Q: How can pain researchers compete for funding for GWAS?

The success of GWAS has created new difficulties—namely that everyone wants to apply these methods in their own disease. But with costs of many million dollars per study, most applications must be rejected. Pain genomics grants are often judged in competition with genomics grants from other diseases, and suffer several disadvantages. First, the 10- to 20-year lead time that has accrued to genetic investigators in many common diseases provides much greater proof of principle and methodological validation to our competitors’ proposals. Second, many grants are rated for innovation.
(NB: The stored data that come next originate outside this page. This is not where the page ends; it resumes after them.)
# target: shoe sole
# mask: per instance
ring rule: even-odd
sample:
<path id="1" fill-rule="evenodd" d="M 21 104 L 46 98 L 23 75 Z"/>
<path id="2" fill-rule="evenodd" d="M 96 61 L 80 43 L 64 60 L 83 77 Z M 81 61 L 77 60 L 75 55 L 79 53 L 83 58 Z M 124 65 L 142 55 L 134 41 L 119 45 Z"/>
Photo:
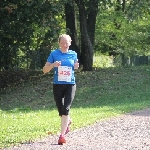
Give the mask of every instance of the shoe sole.
<path id="1" fill-rule="evenodd" d="M 66 140 L 63 139 L 63 140 L 58 140 L 58 145 L 63 145 L 64 143 L 66 143 Z"/>
<path id="2" fill-rule="evenodd" d="M 58 142 L 58 145 L 63 145 L 65 144 L 66 142 Z"/>

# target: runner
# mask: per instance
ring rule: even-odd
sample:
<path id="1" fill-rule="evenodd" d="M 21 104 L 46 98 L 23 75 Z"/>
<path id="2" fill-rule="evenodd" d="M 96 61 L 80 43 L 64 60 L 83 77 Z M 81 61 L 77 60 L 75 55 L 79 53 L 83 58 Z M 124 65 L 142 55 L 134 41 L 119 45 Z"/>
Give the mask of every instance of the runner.
<path id="1" fill-rule="evenodd" d="M 78 69 L 77 53 L 69 50 L 71 37 L 67 34 L 59 36 L 59 49 L 52 51 L 43 67 L 44 74 L 54 68 L 53 94 L 59 116 L 61 117 L 61 134 L 58 144 L 66 143 L 65 134 L 69 132 L 71 119 L 69 110 L 75 96 L 76 83 L 74 69 Z"/>

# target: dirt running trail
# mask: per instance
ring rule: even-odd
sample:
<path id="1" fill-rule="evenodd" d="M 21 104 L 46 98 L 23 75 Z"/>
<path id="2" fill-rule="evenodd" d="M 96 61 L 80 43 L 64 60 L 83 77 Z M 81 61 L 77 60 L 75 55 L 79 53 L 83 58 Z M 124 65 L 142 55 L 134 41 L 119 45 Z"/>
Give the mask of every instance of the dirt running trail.
<path id="1" fill-rule="evenodd" d="M 150 109 L 125 114 L 70 132 L 67 143 L 58 135 L 5 150 L 150 150 Z"/>

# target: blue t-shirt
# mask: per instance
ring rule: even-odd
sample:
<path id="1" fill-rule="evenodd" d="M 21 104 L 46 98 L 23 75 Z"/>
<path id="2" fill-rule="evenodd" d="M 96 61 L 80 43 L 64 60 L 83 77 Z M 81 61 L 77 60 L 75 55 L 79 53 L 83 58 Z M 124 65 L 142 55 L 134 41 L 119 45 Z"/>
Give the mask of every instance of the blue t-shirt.
<path id="1" fill-rule="evenodd" d="M 77 53 L 72 50 L 69 50 L 67 53 L 63 53 L 61 52 L 60 49 L 56 49 L 50 53 L 47 62 L 54 63 L 56 61 L 61 61 L 60 68 L 62 68 L 62 66 L 64 66 L 64 68 L 67 69 L 69 68 L 68 70 L 65 69 L 64 70 L 65 73 L 63 73 L 64 75 L 63 78 L 65 78 L 66 76 L 67 78 L 69 77 L 69 80 L 59 79 L 61 72 L 63 71 L 62 70 L 60 71 L 60 69 L 58 71 L 58 67 L 54 67 L 53 83 L 54 84 L 75 84 L 74 63 L 77 61 Z"/>

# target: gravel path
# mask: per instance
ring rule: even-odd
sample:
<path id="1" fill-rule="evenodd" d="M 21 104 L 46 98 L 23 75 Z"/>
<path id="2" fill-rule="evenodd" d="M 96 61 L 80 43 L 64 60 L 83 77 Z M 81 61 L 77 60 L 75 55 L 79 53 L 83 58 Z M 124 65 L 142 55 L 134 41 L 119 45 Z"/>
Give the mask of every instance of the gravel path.
<path id="1" fill-rule="evenodd" d="M 53 135 L 5 150 L 150 150 L 150 109 L 70 132 L 64 145 L 57 145 L 57 140 Z"/>

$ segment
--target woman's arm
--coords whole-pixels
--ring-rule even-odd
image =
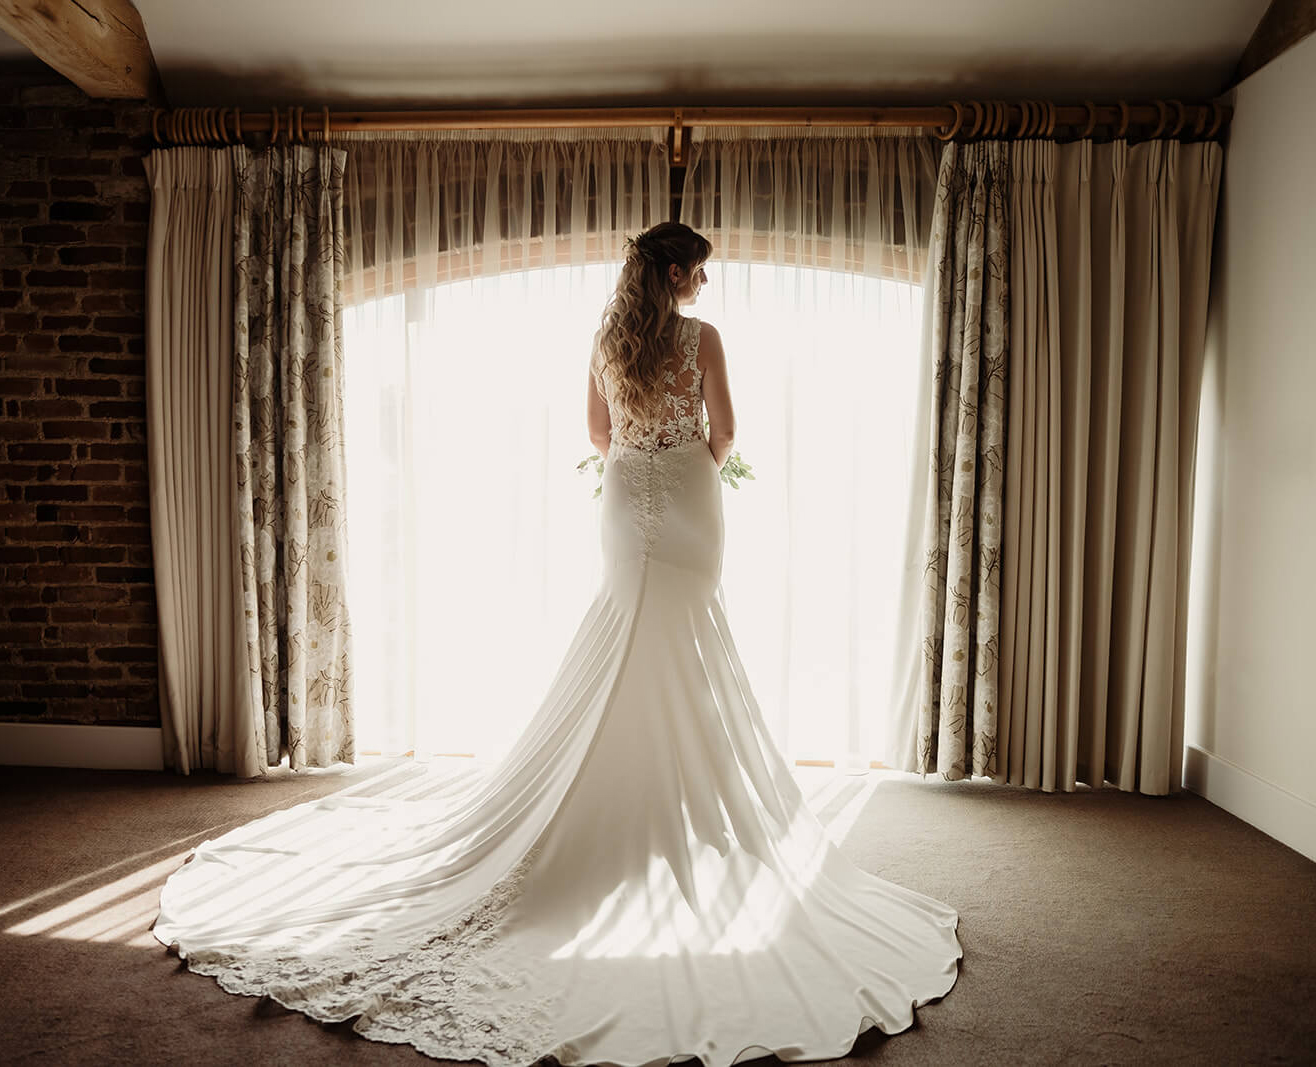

You might think that it’s an advantage to adapt the best of proven methods from other diseases to pain, but this may be viewed as ‘not innovative.’

Q: How to overcome these disadvantages?

First, pain researchers should try to influence funding agencies to consider pain genomics grants as competing only against each other, and judged by reviewers familiar with pain research. Many have rigorously counted the number of NIH grants devoted to pain to show that the current system has put pain research at a disadvantage. Second, clinical pain researchers should increase their coordination, such as by selecting several conditions for targets of GWAS and working together to decide on the phenotype and optimizing the methods of assessing any nongenetic variables that may contribute to the pain outcome.
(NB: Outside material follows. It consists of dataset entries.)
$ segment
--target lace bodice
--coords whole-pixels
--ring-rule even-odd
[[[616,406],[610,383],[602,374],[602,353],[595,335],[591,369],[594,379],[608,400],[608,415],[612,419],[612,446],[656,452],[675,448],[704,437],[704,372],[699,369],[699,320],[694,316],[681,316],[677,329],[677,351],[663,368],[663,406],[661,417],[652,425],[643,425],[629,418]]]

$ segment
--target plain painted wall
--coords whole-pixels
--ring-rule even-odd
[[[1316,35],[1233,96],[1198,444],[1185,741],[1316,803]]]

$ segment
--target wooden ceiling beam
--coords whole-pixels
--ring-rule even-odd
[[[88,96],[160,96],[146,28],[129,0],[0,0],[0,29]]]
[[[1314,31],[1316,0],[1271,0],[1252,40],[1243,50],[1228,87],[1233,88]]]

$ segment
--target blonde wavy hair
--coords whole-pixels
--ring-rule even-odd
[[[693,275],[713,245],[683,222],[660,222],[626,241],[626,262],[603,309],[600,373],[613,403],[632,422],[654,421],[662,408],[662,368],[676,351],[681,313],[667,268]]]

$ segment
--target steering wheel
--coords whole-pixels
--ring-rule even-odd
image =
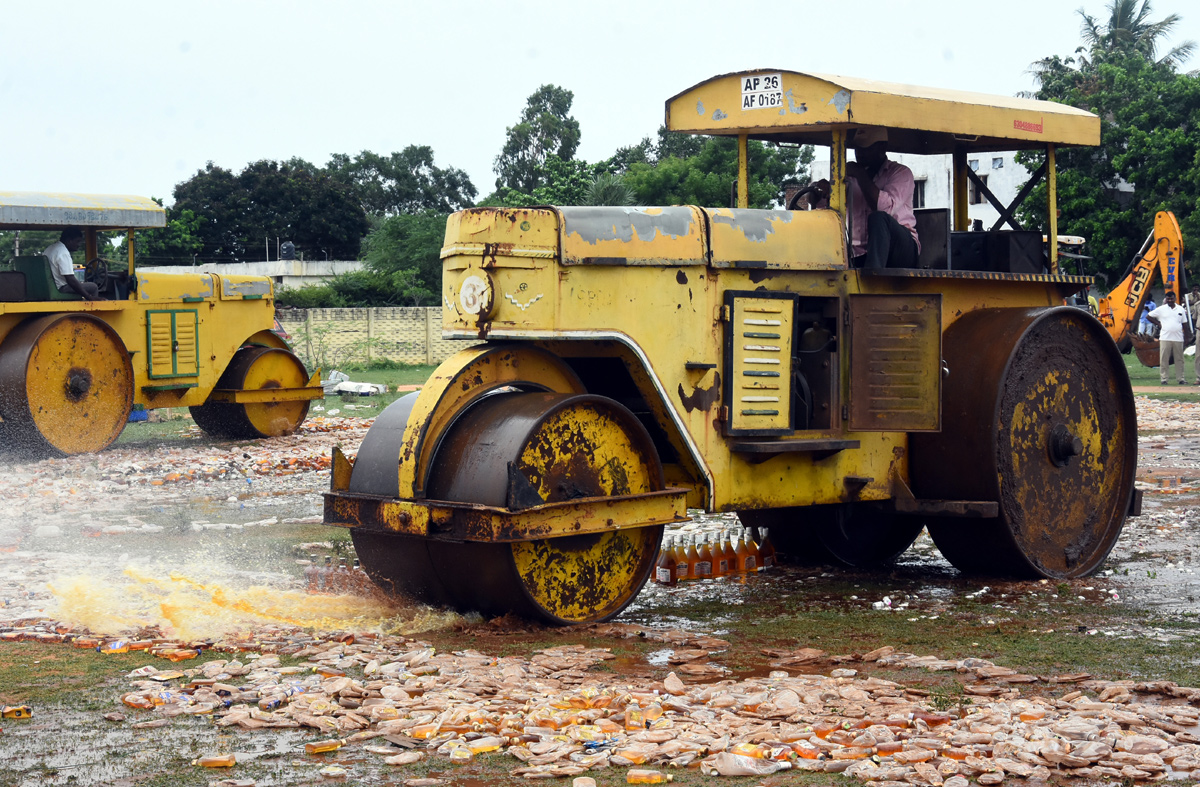
[[[807,186],[805,186],[804,188],[797,191],[795,194],[793,194],[792,198],[787,201],[787,205],[785,207],[787,208],[787,210],[799,210],[800,208],[797,206],[800,204],[801,197],[807,197],[809,194],[819,194],[820,191],[821,190],[819,188],[817,188],[817,184],[810,183]],[[812,210],[812,202],[811,201],[809,202],[807,210]]]
[[[103,288],[108,283],[108,263],[99,257],[90,260],[83,268],[83,280]]]

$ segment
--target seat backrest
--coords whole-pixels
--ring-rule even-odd
[[[917,267],[945,269],[950,260],[950,209],[917,208],[913,215],[921,240]]]
[[[50,260],[44,254],[13,257],[13,270],[25,274],[25,298],[30,301],[77,301],[75,293],[58,291],[50,273]]]

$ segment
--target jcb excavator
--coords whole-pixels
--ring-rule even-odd
[[[1179,222],[1170,211],[1159,211],[1154,217],[1154,231],[1146,238],[1141,250],[1129,264],[1125,277],[1112,292],[1100,299],[1100,322],[1108,330],[1121,352],[1130,348],[1137,352],[1144,366],[1158,366],[1158,340],[1138,333],[1142,307],[1150,297],[1150,284],[1157,269],[1163,287],[1175,293],[1183,304],[1186,291],[1183,259],[1183,234]]]

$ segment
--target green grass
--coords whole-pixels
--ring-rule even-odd
[[[1125,369],[1129,372],[1129,382],[1135,387],[1137,386],[1153,386],[1159,388],[1158,367],[1142,366],[1142,362],[1138,360],[1136,353],[1129,353],[1123,356],[1125,359]],[[1192,366],[1192,358],[1185,357],[1183,363],[1185,372],[1184,379],[1189,383],[1195,381],[1195,370]],[[1170,385],[1161,386],[1161,393],[1155,391],[1152,393],[1139,393],[1139,396],[1152,396],[1156,399],[1170,399],[1180,402],[1195,402],[1200,400],[1200,388],[1191,385],[1176,385],[1178,375],[1175,373],[1175,367],[1171,367]]]

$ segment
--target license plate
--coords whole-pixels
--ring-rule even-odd
[[[779,74],[742,77],[742,111],[783,106],[782,84]]]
Third, pain researchers should study the current shortcomings of GWAS in other diseases and seek to leap ahead of them, like the Japanese when they bested American automakers after a late start. Current reviews of GWAS suggest there has been a “rush to quantity,” with too little attention to crucial issues like measurement of environmental exposures, or heterogeneity of the disease process.

Successful pain genomics efforts will require large numbers of collaborating researchers with expertise not yet found in the pain field. Epidemiology and genetics are the two most obvious such disciplines. However, we cannot rely upon the wisdom of governmental funding agencies alone to ensure that meritorious pain GWAS proposals are funded. The pharmaceutical and biotechnology sectors are well aware of the unsatisfied market needs in pain. At present, they spend at least 10 times as much on pain research as governmental agencies. Because they will be major beneficiaries of better identification of analgesic targets, drug companies may be essential funders, co-funders, or policy advocates for moving pain genetics into the GWA study era.


Dr. Max was Director, Molecular Epidemiology of Pain Program, Center for Pain Research, and Visiting Professor of Anesthesiology and Medicine at the University of Pittsburgh, PA.